What It Means for Pico

This work was built entirely on the Pico framework — a lightweight, open-source suite for studying language model learning dynamics. We released all four MAML-pretrained checkpoints (11M, 65M, 181M, 570M), the training code, and full checkpoint logs including singular-value spectra, head entropies, and episodic accuracies.

One of Pico's core goals is to make the internals of training legible. This paper is a direct demonstration of that philosophy: by tracking spectral structure and episodic performance throughout pretraining, we could observe a phase transition that would be completely invisible from training loss alone. We think spectral diagnostics — like the PER collapse we observed — have real potential as self-supervised early-stopping or curriculum signals in future work.


Caveats and What's Next

We want to be upfront about the limitations. Every result here is from a single random seed per condition (GPU budget is real). We evaluated on NER only, so generalisation to reasoning or generation-quality tasks is unknown. The pretraining corpus is entirely English, which likely caps the cross-lingual benefits we observed. And training stopped at 6,000 steps — potentially before the largest models had fully converged.

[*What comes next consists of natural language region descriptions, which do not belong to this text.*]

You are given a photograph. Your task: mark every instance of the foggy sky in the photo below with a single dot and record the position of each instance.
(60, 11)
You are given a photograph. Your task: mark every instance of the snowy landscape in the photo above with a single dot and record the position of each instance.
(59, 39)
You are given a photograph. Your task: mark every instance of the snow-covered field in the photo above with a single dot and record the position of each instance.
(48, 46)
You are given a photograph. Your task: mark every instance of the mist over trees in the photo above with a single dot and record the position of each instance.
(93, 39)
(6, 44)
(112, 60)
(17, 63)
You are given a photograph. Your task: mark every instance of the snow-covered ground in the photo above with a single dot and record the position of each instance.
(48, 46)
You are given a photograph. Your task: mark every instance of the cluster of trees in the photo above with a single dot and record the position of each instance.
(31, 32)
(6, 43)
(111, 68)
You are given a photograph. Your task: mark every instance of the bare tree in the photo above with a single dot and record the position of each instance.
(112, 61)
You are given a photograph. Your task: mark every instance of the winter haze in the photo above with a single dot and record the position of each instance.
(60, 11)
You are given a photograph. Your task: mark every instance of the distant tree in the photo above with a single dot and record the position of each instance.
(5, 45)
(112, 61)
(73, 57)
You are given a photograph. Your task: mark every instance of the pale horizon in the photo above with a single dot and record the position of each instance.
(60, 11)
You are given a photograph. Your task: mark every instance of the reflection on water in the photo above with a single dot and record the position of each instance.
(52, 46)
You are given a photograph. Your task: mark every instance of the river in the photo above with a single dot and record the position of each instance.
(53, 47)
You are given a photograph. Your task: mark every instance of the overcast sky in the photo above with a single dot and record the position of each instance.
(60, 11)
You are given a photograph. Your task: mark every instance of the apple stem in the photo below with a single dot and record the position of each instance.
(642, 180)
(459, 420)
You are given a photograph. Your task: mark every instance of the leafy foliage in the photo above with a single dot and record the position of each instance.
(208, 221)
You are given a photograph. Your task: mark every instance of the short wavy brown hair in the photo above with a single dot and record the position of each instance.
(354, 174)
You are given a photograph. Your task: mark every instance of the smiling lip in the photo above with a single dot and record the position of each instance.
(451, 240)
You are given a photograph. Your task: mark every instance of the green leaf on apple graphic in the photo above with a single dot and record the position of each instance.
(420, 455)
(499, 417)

With those caveats in mind, the agenda for follow-up work is clear:

  • Multi-seed runs and hyperparameter sweeps to put error bars on the gains and better understand the inner-loop design space (episode frequency, inner learning rate, number of shots).
  • Multilingual pretraining to test whether the phase transition re-emerges and whether cross-script transfer improves.
  • Varied adaptation targets — which layers should the inner loop update? Is it better to adapt attention, FFN, or both?
  • Non-NER evaluation on classification, question answering, and reasoning tasks to understand how broadly the episodic inductive bias generalises.
  • Spectral early stopping — using the PER collapse as an automatic signal for curriculum transitions.